As a dashboard is important for a pilot to be able to navigate and get a accurate understanding of the current situation, a dashboard like structure is useful for corporate scientists to get an understanding of what’s happening with the ongoing experiments.
The following Experiment Canvas is based on the Experiment Map designed by Brant Cooper, which I personally have played around with for the past 2 months. Using the tool, put forward by Brant, in my daily activity I have identified some limitations — limitations that have been addressed in the Experiment Board.
So let me talk you through.
Scope of the board. As with Brant’s work, the scope stays the same, recording business experiments over a period of time.
Who is it for. Entrepreneurs, intraprenrus — in a broader context, corporate scientists.
Steps in using it:
#1 Like in the case of hypothesis driven development, start by identifying and stating the leap of faith assumption.
We assume that providing push notification will increase the overall retention rate of our app.
#2 A potential validation of a business assumption influences in one way or the another the entire business model. So the second step in using the Experiment Board is to gray out the business model canvas block impacted the most by the ongoing experiment. Bare in mind that all business model canvas blocks are interconnected, so altering one can and will result in changes in other block as well.
#3 Not all experiments address the entire audience of your business. You need to be specific about the group which is going to be exposed to the experiment.
We assume that providing push notification will increase the overall retention rate of our app on Android devices.
The cohort can be anything from a particular geography (people in Kansas), to a particular demography (male, female) or any other characteristic that they share: lifestyle, devices that they use, operating systems, ethnicity etc.
#4 Design the experiment. How exactly is the experiment going to look like, are you going to do a fake door, a landing page, a paper prototype etc. Remember though that this is still an experiment, so you don’t need to go gang busters building the entire set of features, you just need to use the minimum set of requirements providing the most learnings.
#5 Like in the case of Alice in Wonderland, if you don’t know where you want to go any road will take you there — specify the success criteria of your experiment (when is the tested assumption going to be validated?).
For this assumption to hold water, the increase in the overall retention rate should exceed 32%.

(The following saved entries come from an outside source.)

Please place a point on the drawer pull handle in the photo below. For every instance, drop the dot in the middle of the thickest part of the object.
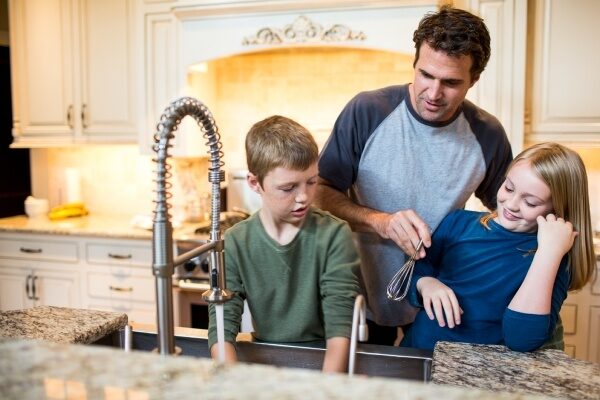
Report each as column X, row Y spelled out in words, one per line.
column 30, row 251
column 120, row 289
column 28, row 287
column 120, row 256
column 33, row 290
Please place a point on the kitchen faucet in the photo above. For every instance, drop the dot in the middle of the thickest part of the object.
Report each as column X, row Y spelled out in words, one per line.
column 360, row 330
column 163, row 263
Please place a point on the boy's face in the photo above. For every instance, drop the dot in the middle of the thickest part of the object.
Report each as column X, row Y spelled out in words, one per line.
column 286, row 193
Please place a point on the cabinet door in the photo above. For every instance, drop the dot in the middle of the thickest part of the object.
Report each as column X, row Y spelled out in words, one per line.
column 108, row 79
column 56, row 288
column 13, row 290
column 41, row 49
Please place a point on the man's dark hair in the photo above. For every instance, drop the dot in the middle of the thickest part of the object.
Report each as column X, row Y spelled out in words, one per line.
column 455, row 32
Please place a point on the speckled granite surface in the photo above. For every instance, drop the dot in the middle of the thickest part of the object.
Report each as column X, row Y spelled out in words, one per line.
column 91, row 225
column 95, row 225
column 61, row 325
column 37, row 370
column 551, row 372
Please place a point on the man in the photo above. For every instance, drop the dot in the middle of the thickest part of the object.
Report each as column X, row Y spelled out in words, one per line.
column 400, row 158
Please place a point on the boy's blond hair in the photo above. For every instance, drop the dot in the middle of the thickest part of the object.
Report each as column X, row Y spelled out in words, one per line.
column 279, row 142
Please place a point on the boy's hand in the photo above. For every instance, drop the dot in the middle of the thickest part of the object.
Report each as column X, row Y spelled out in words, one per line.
column 230, row 353
column 336, row 355
column 555, row 235
column 439, row 301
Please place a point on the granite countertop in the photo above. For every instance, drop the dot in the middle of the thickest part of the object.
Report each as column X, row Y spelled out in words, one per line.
column 494, row 367
column 34, row 369
column 61, row 325
column 95, row 225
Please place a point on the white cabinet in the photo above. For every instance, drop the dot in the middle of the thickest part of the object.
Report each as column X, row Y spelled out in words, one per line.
column 30, row 274
column 80, row 272
column 563, row 78
column 74, row 71
column 118, row 277
column 581, row 319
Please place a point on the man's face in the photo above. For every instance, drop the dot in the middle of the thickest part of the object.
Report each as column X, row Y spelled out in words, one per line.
column 440, row 85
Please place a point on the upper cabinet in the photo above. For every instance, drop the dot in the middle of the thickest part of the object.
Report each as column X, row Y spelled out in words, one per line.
column 563, row 72
column 74, row 66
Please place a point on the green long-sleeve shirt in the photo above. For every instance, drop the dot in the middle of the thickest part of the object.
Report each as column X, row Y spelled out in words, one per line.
column 297, row 292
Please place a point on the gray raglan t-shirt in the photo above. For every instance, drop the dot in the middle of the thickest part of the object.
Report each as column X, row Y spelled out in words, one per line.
column 388, row 158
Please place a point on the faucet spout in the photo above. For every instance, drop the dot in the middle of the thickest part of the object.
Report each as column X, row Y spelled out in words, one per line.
column 360, row 331
column 162, row 231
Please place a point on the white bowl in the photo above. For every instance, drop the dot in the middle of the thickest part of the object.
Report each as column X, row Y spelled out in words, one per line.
column 36, row 208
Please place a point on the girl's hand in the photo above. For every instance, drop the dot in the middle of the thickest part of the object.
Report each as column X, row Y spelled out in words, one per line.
column 439, row 301
column 555, row 235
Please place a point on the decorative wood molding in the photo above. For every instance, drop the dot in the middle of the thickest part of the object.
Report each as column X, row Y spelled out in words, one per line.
column 303, row 30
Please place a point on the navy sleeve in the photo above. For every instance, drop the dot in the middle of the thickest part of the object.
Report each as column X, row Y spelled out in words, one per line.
column 528, row 332
column 496, row 151
column 339, row 159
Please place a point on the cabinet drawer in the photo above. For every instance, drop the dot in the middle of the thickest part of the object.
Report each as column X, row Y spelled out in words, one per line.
column 109, row 286
column 39, row 250
column 114, row 254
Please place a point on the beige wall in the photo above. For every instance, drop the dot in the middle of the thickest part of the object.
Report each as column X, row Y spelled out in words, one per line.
column 311, row 87
column 308, row 84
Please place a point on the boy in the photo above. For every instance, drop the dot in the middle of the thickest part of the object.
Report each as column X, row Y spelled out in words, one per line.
column 295, row 265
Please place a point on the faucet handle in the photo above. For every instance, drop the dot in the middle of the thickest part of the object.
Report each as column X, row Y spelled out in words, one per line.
column 363, row 332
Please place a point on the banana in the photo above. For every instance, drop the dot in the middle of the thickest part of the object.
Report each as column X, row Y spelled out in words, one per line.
column 74, row 205
column 62, row 212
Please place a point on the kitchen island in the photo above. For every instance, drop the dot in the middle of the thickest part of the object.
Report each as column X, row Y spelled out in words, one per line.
column 60, row 325
column 57, row 366
column 496, row 368
column 35, row 370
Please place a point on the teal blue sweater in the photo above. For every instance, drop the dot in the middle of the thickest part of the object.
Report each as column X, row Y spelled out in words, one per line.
column 298, row 292
column 485, row 268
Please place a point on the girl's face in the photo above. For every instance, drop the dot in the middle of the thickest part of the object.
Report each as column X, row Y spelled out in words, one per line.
column 522, row 198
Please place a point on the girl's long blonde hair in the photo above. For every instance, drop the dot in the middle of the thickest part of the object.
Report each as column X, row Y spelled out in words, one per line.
column 563, row 171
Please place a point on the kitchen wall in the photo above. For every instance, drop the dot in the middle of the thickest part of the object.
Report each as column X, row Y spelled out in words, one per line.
column 309, row 84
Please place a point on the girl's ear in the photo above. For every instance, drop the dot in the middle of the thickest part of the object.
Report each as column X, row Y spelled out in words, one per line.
column 253, row 183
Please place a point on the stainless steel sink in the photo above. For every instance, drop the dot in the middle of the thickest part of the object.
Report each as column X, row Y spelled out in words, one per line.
column 371, row 360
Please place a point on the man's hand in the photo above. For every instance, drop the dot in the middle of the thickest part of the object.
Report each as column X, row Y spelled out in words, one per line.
column 405, row 228
column 439, row 302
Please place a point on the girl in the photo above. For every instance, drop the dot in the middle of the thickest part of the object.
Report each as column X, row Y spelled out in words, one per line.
column 501, row 277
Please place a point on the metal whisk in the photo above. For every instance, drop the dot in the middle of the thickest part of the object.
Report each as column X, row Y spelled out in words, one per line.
column 399, row 284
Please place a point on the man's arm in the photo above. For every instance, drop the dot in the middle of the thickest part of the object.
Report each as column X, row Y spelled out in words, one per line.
column 336, row 355
column 404, row 227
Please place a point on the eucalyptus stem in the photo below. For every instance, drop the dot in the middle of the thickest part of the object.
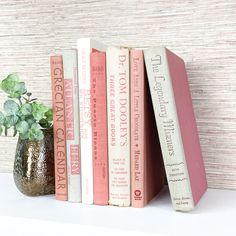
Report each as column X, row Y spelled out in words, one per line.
column 15, row 131
column 20, row 101
column 5, row 131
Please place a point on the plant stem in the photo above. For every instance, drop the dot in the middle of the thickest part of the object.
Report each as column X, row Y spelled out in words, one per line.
column 15, row 131
column 5, row 131
column 20, row 101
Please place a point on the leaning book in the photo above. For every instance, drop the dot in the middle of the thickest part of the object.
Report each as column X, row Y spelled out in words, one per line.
column 177, row 128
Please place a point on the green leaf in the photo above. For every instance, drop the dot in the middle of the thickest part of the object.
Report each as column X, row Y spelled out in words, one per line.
column 11, row 107
column 10, row 121
column 13, row 86
column 38, row 110
column 2, row 118
column 8, row 84
column 22, row 127
column 35, row 132
column 26, row 109
column 30, row 120
column 19, row 89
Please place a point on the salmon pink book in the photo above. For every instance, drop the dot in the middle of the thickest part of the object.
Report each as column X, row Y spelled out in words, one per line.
column 85, row 46
column 118, row 120
column 71, row 101
column 177, row 128
column 57, row 82
column 147, row 170
column 99, row 127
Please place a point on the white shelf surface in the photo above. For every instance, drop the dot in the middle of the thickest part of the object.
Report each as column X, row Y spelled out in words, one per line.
column 214, row 215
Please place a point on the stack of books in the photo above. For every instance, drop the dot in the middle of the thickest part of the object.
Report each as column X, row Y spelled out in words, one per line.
column 123, row 118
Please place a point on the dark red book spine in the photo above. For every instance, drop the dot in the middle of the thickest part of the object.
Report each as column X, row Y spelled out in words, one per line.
column 57, row 82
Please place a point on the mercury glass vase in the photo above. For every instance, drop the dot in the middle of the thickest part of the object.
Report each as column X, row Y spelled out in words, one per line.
column 34, row 166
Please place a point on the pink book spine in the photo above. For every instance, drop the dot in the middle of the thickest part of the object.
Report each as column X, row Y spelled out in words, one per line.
column 188, row 127
column 137, row 128
column 99, row 127
column 57, row 82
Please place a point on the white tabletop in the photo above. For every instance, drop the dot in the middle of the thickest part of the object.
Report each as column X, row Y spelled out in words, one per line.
column 214, row 215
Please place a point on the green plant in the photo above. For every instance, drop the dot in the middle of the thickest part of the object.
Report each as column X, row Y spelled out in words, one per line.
column 23, row 114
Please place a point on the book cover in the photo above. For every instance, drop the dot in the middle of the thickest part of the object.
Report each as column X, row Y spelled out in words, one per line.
column 118, row 110
column 71, row 100
column 177, row 128
column 147, row 170
column 57, row 82
column 85, row 46
column 99, row 127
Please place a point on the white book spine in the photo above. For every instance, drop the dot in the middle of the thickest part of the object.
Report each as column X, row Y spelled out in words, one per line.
column 85, row 46
column 168, row 128
column 72, row 124
column 118, row 105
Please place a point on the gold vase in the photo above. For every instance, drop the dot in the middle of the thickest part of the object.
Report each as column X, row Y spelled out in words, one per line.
column 34, row 166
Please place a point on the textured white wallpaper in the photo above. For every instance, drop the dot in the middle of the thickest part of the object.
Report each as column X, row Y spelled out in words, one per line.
column 202, row 32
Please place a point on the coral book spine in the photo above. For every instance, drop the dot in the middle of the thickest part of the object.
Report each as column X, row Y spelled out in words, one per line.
column 118, row 110
column 57, row 82
column 85, row 46
column 137, row 127
column 99, row 127
column 71, row 96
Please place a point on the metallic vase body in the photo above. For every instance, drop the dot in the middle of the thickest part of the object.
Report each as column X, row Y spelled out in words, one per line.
column 34, row 166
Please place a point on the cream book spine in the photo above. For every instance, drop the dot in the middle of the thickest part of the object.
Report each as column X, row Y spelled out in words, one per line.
column 118, row 110
column 85, row 46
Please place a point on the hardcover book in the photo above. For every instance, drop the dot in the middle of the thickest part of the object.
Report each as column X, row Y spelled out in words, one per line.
column 147, row 170
column 99, row 127
column 177, row 128
column 71, row 100
column 118, row 110
column 85, row 46
column 57, row 82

For this step it is important to have relevant success criteria — don’t lower your standards just because you want the assumption to be validated, cause if you do so, somewhere down the line you’ll find out that you just became successful in failing.
#6 Like in design thinking, the experiment needs to be time boxed — it’s a big difference between getting 10,000 people validating your assumption in 1 day and the same number in 10 months. So as you can see, although the numerical value is the same, the associated temporal element plays an important role.
For the experiment to succeed, the tested assumption needs to be validated within 4 weeks after the launch of the experiment on February 12th.
Time boxing increases the specificity of the success criteria hence making the outcomes of the experiment more relevant.
#7 After running the experiment for the duration of time specified in the time box field you need to start collecting and aggregating the data.
#8 Conclusion are drawn (lessons learned) by interpreting the data collected in the previous step. Insight is generated when actual test results are compared to the expected ones.
Based on the gather numbers we have the following insight in our initial assumption: _____________
#9 There is no point in running experiments if at the end of the exercise you are not able to have a decision with respect to the initial assumption.
Write down the decision you took at the end of the experiment, be it a new iteration of the same experiment based on the newly gathered insight or an ‘invalidated, move to the next assumption’ one. As a rule of thumb it’s better to try to triangulate insight before concluding that a particular assumption has been invalidated — and by triangulation I mean having at least one more data set that will be able to confirm the findings of the initial experiment.
Before initiating an experiment remember 2 things: first of all is more important to manage the cost of failure rather than the rate of failure and second, according to Thomas A. Edison, you don’t fail you just find ways in which it doesn’t work.